Tuesday, 5 March 2013

Questions (399)

Pearse Doherty

Question:

399. Deputy Pearse Doherty asked the Minister for Justice and Equality his plans to amend the Personal Insolvency Act to remove the veto from lenders over restructuring plans. [10584/13]

View answer

Written answers (Question to Justice)

I would refer the Deputy to my reply to Parliamentary Question No. 757 of 16 January 2013, which indicated the following:

"The Personal Insolvency Act 2012, was passed by both Houses of the Oireachtas on 19 December, 2012 and signed into law by the President on 26 December, 2012. The Act will be commenced in due course as the necessary preparations for administration of its provisions are finalised. The Act provides for the introduction of three new debt resolution processes, which though requiring approval by the court, are essentially non-judicial in nature:

- The Debt Relief Notice (DRN) will allow for the write-off of qualifying unsecured debt up to €20,000, subject to a three year supervision period.
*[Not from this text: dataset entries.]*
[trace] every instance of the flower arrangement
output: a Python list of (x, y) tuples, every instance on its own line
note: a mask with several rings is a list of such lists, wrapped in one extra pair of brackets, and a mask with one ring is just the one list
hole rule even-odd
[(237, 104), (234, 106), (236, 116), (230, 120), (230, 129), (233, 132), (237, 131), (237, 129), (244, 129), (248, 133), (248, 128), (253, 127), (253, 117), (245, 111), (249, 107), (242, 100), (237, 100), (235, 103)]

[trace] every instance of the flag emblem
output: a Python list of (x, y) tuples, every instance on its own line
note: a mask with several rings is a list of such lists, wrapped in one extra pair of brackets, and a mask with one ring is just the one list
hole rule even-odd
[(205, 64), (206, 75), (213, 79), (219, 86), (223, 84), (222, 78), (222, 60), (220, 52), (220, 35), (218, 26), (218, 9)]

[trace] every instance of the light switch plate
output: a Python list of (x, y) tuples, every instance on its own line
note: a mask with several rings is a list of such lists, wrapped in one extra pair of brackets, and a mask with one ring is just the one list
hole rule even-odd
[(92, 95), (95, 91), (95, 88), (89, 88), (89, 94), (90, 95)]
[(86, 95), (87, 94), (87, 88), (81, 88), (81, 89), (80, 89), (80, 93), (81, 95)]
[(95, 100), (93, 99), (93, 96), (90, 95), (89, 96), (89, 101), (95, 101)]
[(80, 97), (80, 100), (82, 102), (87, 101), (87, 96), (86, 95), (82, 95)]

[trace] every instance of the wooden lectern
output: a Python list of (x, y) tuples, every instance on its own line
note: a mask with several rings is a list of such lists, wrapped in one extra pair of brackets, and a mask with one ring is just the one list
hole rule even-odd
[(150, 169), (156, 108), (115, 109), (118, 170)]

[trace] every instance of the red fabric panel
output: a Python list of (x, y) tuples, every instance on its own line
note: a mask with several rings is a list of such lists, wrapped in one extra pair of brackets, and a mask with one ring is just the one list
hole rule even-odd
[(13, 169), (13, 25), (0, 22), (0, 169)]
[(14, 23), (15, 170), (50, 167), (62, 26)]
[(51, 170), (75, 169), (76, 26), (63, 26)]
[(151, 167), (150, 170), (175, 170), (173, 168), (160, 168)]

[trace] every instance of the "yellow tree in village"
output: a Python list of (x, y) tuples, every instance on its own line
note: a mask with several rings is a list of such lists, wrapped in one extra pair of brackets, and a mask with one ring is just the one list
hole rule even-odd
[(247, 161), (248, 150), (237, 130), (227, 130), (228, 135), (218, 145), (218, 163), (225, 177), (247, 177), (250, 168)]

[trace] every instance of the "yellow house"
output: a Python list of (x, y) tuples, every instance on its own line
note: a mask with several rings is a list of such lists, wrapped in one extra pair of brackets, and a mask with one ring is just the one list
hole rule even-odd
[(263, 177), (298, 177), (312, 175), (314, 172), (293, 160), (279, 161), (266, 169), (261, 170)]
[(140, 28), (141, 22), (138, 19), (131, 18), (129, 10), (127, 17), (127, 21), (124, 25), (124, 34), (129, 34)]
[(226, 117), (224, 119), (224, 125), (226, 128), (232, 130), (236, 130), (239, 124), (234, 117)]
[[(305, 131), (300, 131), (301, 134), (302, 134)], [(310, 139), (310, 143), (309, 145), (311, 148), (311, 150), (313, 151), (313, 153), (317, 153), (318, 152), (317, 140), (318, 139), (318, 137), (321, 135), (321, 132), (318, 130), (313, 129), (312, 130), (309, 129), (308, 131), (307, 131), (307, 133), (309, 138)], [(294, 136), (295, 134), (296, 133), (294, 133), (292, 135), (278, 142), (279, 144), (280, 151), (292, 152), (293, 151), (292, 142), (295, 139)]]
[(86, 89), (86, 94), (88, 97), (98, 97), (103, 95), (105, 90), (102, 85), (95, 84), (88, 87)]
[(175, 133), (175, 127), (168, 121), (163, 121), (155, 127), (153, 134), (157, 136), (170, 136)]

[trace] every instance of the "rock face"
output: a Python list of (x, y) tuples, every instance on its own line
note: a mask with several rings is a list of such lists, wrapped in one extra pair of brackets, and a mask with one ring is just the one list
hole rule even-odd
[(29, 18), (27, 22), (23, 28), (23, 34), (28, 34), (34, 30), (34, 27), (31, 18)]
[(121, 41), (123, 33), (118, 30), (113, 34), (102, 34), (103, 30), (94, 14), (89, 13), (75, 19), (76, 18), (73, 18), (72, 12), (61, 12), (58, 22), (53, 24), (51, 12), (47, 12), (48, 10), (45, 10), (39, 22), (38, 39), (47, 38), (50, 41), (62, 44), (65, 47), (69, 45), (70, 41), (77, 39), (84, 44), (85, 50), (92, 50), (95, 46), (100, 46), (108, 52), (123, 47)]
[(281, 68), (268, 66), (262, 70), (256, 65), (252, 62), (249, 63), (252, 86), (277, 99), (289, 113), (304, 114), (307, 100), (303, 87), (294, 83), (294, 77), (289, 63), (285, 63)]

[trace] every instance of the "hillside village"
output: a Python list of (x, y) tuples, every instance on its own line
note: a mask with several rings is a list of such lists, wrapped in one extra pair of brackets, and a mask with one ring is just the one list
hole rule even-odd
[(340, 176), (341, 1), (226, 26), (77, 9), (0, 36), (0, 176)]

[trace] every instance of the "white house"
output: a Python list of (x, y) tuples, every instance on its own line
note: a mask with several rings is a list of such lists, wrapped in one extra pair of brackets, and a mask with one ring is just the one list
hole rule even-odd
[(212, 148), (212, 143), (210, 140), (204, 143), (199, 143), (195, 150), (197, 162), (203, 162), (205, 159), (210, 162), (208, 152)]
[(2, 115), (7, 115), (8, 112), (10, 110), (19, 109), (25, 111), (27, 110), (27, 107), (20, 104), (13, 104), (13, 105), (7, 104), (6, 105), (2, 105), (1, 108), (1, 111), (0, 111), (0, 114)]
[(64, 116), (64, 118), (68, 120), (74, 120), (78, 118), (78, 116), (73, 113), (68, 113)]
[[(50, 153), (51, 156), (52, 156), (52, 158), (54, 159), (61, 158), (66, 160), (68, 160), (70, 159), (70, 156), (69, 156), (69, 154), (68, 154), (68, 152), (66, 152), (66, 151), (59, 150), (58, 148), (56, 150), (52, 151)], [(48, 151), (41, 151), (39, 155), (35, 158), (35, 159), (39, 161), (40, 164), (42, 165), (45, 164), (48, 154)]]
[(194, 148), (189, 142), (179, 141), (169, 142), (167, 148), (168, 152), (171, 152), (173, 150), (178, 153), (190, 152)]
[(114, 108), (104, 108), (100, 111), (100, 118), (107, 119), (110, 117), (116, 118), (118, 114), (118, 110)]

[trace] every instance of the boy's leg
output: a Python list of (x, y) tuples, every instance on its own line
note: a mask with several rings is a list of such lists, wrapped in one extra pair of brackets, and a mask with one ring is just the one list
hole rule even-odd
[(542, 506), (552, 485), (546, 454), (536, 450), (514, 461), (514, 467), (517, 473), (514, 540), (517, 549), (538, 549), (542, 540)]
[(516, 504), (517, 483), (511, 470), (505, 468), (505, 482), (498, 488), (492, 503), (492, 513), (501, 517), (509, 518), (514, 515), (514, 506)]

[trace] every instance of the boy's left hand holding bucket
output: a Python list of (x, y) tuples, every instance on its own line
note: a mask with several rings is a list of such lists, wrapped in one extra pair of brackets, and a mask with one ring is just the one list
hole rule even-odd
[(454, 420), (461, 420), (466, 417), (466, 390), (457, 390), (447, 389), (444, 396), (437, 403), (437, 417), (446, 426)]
- The Debt Settlement Arrangement (DSA) provides for the agreed settlement of unsecured debt, with no limit involved, normally over five years.

- The Personal Insolvency Arrangement (PIA) will enable the agreed settlement of secured debt up to €3 million, although this cap may be increased with the consent of all secured creditors, and unsecured debt without limit, normally over six years.
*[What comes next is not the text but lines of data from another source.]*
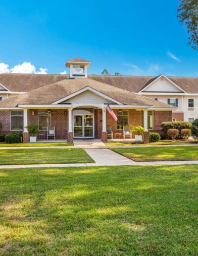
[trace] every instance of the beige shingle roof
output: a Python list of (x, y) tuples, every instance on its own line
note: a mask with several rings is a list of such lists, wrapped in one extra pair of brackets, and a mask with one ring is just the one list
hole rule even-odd
[(76, 91), (90, 86), (124, 105), (152, 105), (153, 108), (171, 106), (90, 78), (69, 78), (20, 94), (0, 102), (0, 107), (13, 107), (18, 105), (50, 104)]

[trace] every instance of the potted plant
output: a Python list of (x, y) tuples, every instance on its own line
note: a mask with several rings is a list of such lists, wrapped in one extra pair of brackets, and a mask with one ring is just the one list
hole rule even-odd
[(38, 127), (35, 123), (32, 124), (26, 127), (30, 133), (30, 142), (36, 142), (37, 141), (37, 135), (39, 134)]
[(135, 138), (136, 141), (142, 140), (142, 133), (144, 131), (145, 128), (142, 126), (133, 126), (131, 128), (132, 131), (135, 131), (138, 133), (137, 135), (135, 135)]

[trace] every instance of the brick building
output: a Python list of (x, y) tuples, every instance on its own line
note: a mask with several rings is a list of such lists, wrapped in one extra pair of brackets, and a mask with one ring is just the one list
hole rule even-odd
[(9, 91), (16, 93), (0, 102), (0, 132), (22, 132), (23, 142), (28, 142), (26, 127), (34, 122), (44, 138), (52, 126), (57, 139), (96, 138), (104, 141), (109, 127), (122, 134), (123, 126), (133, 125), (144, 127), (147, 142), (149, 131), (160, 132), (161, 123), (171, 121), (174, 107), (88, 77), (90, 64), (79, 58), (67, 61), (69, 76), (7, 74), (3, 84), (0, 80), (0, 86), (3, 90), (12, 87)]

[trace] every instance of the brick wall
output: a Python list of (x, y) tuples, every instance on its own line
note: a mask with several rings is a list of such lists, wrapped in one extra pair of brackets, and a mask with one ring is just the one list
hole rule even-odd
[(184, 113), (172, 113), (172, 118), (175, 118), (176, 121), (183, 121)]

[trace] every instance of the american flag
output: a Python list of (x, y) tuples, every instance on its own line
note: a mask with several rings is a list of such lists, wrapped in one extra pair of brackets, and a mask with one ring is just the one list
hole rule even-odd
[(112, 110), (112, 109), (110, 107), (110, 106), (108, 104), (107, 105), (107, 106), (106, 107), (106, 110), (107, 110), (108, 112), (110, 114), (110, 115), (111, 116), (111, 117), (113, 118), (113, 119), (115, 120), (115, 121), (117, 122), (117, 117), (115, 115), (115, 113)]

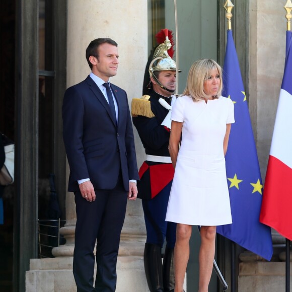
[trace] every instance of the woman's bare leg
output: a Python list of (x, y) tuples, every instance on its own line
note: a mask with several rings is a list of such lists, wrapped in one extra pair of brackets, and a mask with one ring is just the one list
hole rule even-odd
[(191, 225), (178, 223), (174, 247), (175, 292), (182, 292), (187, 265), (190, 255), (189, 241), (192, 234)]
[(215, 256), (215, 226), (201, 227), (201, 246), (199, 253), (199, 292), (208, 292)]

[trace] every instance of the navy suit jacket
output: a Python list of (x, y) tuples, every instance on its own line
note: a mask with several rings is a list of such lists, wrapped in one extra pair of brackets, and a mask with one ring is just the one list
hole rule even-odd
[(111, 83), (118, 107), (116, 125), (109, 105), (88, 76), (69, 87), (62, 107), (63, 136), (70, 167), (68, 191), (77, 181), (90, 178), (95, 189), (112, 189), (121, 170), (125, 190), (129, 179), (139, 179), (127, 94)]

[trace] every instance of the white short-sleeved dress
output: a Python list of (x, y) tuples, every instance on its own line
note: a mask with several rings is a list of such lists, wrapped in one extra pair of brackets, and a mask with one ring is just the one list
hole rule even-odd
[(183, 124), (166, 221), (204, 226), (232, 223), (223, 141), (226, 124), (235, 122), (232, 101), (220, 97), (194, 102), (182, 96), (171, 119)]

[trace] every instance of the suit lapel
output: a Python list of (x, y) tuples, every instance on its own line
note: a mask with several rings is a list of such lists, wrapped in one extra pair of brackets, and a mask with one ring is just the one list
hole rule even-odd
[[(95, 82), (90, 78), (90, 76), (88, 76), (87, 78), (85, 80), (87, 82), (87, 84), (89, 85), (90, 89), (93, 92), (94, 95), (96, 96), (97, 99), (100, 101), (101, 104), (104, 107), (105, 109), (106, 110), (107, 112), (108, 112), (110, 118), (113, 122), (113, 123), (116, 126), (116, 123), (113, 120), (113, 117), (112, 117), (112, 115), (111, 114), (111, 111), (109, 107), (109, 105), (108, 104), (103, 93), (101, 92), (100, 89), (98, 88), (98, 86), (96, 85)], [(115, 94), (115, 97), (116, 97), (115, 95), (116, 92), (114, 92), (114, 94)], [(117, 103), (118, 103), (118, 99), (116, 98), (117, 100)]]
[(121, 108), (121, 106), (120, 106), (120, 99), (118, 97), (118, 90), (119, 89), (117, 88), (115, 86), (115, 85), (114, 85), (113, 84), (112, 84), (111, 83), (111, 87), (112, 88), (112, 92), (114, 94), (114, 95), (115, 96), (115, 98), (116, 99), (116, 101), (117, 102), (117, 104), (118, 105), (118, 122), (117, 122), (117, 124), (118, 125), (119, 125), (119, 122), (121, 120), (121, 114), (122, 113), (122, 111), (120, 110), (120, 108)]

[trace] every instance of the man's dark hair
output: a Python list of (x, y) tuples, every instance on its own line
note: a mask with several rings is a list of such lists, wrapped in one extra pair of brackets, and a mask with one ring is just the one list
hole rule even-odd
[(116, 47), (118, 46), (118, 44), (111, 39), (108, 38), (99, 38), (93, 40), (87, 47), (87, 48), (86, 49), (86, 59), (87, 60), (87, 62), (91, 69), (92, 69), (92, 64), (89, 60), (89, 57), (90, 57), (90, 56), (93, 56), (98, 59), (98, 47), (100, 45), (106, 43), (109, 44), (110, 45), (112, 45), (113, 46), (115, 46)]

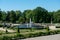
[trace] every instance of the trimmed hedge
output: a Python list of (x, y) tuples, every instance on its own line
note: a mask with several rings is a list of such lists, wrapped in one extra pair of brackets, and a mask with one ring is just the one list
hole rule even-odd
[(54, 35), (60, 34), (60, 30), (53, 30), (53, 31), (46, 31), (46, 32), (37, 32), (37, 33), (28, 33), (28, 34), (20, 34), (17, 33), (15, 36), (2, 36), (0, 40), (18, 40), (18, 39), (25, 39), (37, 36), (47, 36), (47, 35)]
The Act also continues the reform of the Bankruptcy Act 1988, begun in the Civil Law (Miscellaneous Provisions) Act 2011 and will include, critically, the introduction of automatic discharge from bankruptcy, subject to certain conditions, after 3 years in place of the current 12 years.

The Deputy will appreciate that we have to see how the new legislation works, for some months at least. It is not for me to speculate as to the future conduct of any of the participants in an insolvency process. However, I am of the view that new personal insolvency laws, including the bankruptcy law reform, should provide a significant incentive for financial institutions to develop and implement realistic agreements to manage or settle debt with their customers. Such agreements should in time become the norm as the most sensible and cost-effective arrangements, particularly where the issue is one of dealing with repayment difficulties for a single major debt, secured or otherwise. These agreements could include measures to address mortgage arrears.

However, let there be no doubt that financial institutions must constructively engage under this legislation in the public interest, the interest of those in financial difficulties and the interest of their own institutions and credibility. If I find within a short period during the operation of this legislation that all or some of the financial institutions are intent on not engaging constructively with the personal insolvency arrangement provisions for whatever reason, I will not be slow to bring proposals to Government to amend the legislation.

The Government has engaged with the financial institutions in the lead-in to the enactment of this legislation. They understand exactly where the Government is coming from, what our concerns are and what they should do in the context of operating the legislation constructively and sensibly, engaging with personal insolvency practitioners and the circumstances of their customers and ensuring appropriate and sensible arrangements are made".

I have nothing further to add to that reply at this point in time other than to inform the Deputy that Part 6 of the Act was commenced on 18 January 2013 and the provisions of Part 1 (other than section 6), Part 2 (other than section 13), sections 25 and 47, sections 126 to 141, Part 5 and Schedules 2 and 3 of the Personal Insolvency Act 2012 came into operation on 1 March 2013.